CEDC also is the leading national distributor of alcoholic beverages in Poland by value, and a leading importer of alcoholic beverages in Poland and Hungary. In Poland, CEDC imports many of the world’s leading brands, including brands such as Carlo Rossi Wines, Concha y Toro wines, Metaxa Brandy, Remy Martin Cognac, Guinness, Sutter Home wines, Grant’s Whisky, Jagermeister, E&J Gallo, Jim Beam Bourbon, Sierra Tequila, Teacher’s Whisky, Campari, Cinzano, Skyy Vodka and Old Smuggler.
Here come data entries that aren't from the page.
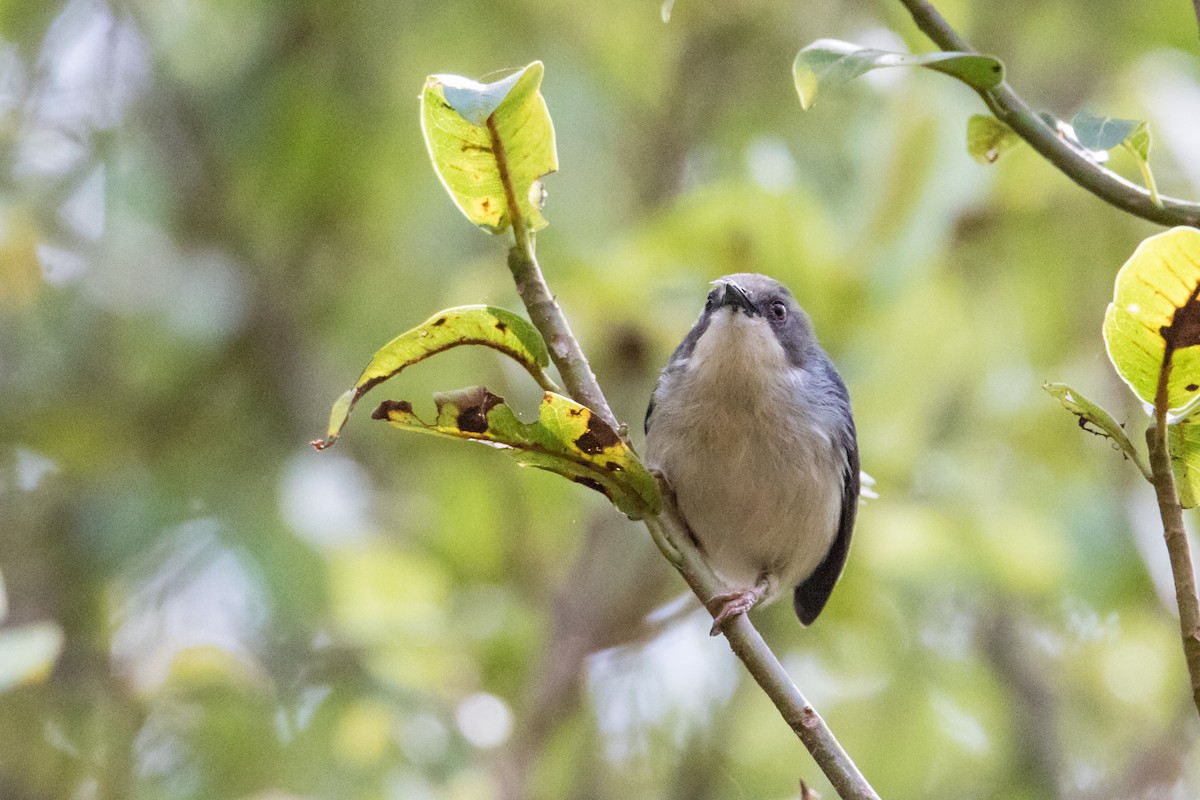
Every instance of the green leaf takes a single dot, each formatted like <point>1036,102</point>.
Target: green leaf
<point>491,145</point>
<point>988,138</point>
<point>1155,301</point>
<point>487,325</point>
<point>28,653</point>
<point>1102,132</point>
<point>1098,416</point>
<point>831,62</point>
<point>1183,441</point>
<point>568,439</point>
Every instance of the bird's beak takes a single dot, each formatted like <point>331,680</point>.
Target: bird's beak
<point>735,296</point>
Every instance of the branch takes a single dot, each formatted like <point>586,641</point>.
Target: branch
<point>1173,525</point>
<point>665,529</point>
<point>1014,112</point>
<point>544,311</point>
<point>762,665</point>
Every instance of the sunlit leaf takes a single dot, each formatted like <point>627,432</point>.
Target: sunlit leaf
<point>988,138</point>
<point>829,62</point>
<point>491,144</point>
<point>28,653</point>
<point>1101,132</point>
<point>487,325</point>
<point>1104,133</point>
<point>567,439</point>
<point>1183,441</point>
<point>1090,413</point>
<point>1155,301</point>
This press release contains forward-looking statements within the meaning of the Private Securities Litigation Reform Act of 1995. Forward-looking statements involve known and unknown risks and uncertainties that may cause the actual results, performance or achievements of CEDC to be materially different from any future results,


performance or achievements expressed or implied by forward-looking statements. Investors are cautioned that forward-looking statements are not guarantees of future performance and that undue reliance should not be placed on such statements. CEDC undertakes no obligation to publicly update or revise any forward-looking statements or to make any other forward-looking statements, whether as a result of new information, future events or otherwise, unless required to do so by the securities laws. Investors are referred to the full discussion of risks and uncertainties included in CEDC’s Form 10-K for the fiscal year ended December 31, 2007, and in other documents filed by CEDC with the Securities and Exchange Commission.

Contact:

Jim Archbold,

Investor Relations Officer

Central European Distribution Corporation

610-660-7817


CENTRAL EUROPEAN DISTRIBUTION CORPORATION

UNAUDITED RECONCILIATION OF NON-GAAP MEASURES

(in thousands, except share and per share information)

 

Full Year Guidance, 12 Months Ending December 31,

   2008  

Range for GAAP Fully Diluted Earnings per Share

   $ 3.42  
   $ 3.62  
        

A. Foreign exchange impact related to outstanding Senior Notes

     (0.76 )

B. Other acquisition related costs

     0.02  

C. Cost associated with early retirement of debt

     0.01  

D. Impact of expensing stock options

     0.03  

E. Other non-recurring items

     0.03  
        

Range for Comparable non-GAAP Fully Diluted Earnings per Share

   $ 2.75  
   $ 2.95  

Comparable measures are provided as additional information as management believes this information provides investors with better insight on underlying business trends and results in order to evaluate ongoing financial performance. Descriptions of these items are presented below:

 

A. Represents the net after tax impact of the foreign currency revaluation related to our Senior Secured Notes and Senior Convertible Notes as these borrowings have been pushed down to entities that have the Polish Zloty as the functional currency. The impact of foreign exchange revaluation will change, which may have a material effect on our financial results.

 

B. Represents pre-acquisition financing costs related to the Parliament acquisition in 2008.

 

C. Represents the net after tax costs associated with retirement of $14 million of the Senior Secured Notes in 2008.

 

D. On January 1, 2006 CEDC adopted SFAS 123(R) and began to expense stock options. This amount represents the net after tax impact of the expensing of stock options.

 

E.

On June 30, 2008, CEDC terminated operations of the German import business acquired as part of the Parliament acquisition and in July 2008, moved all German import operations to a 3rd party importer. The $1.461 million represents the net loss incurred by the discontinued operation for the 3 months ended June 30, 2008.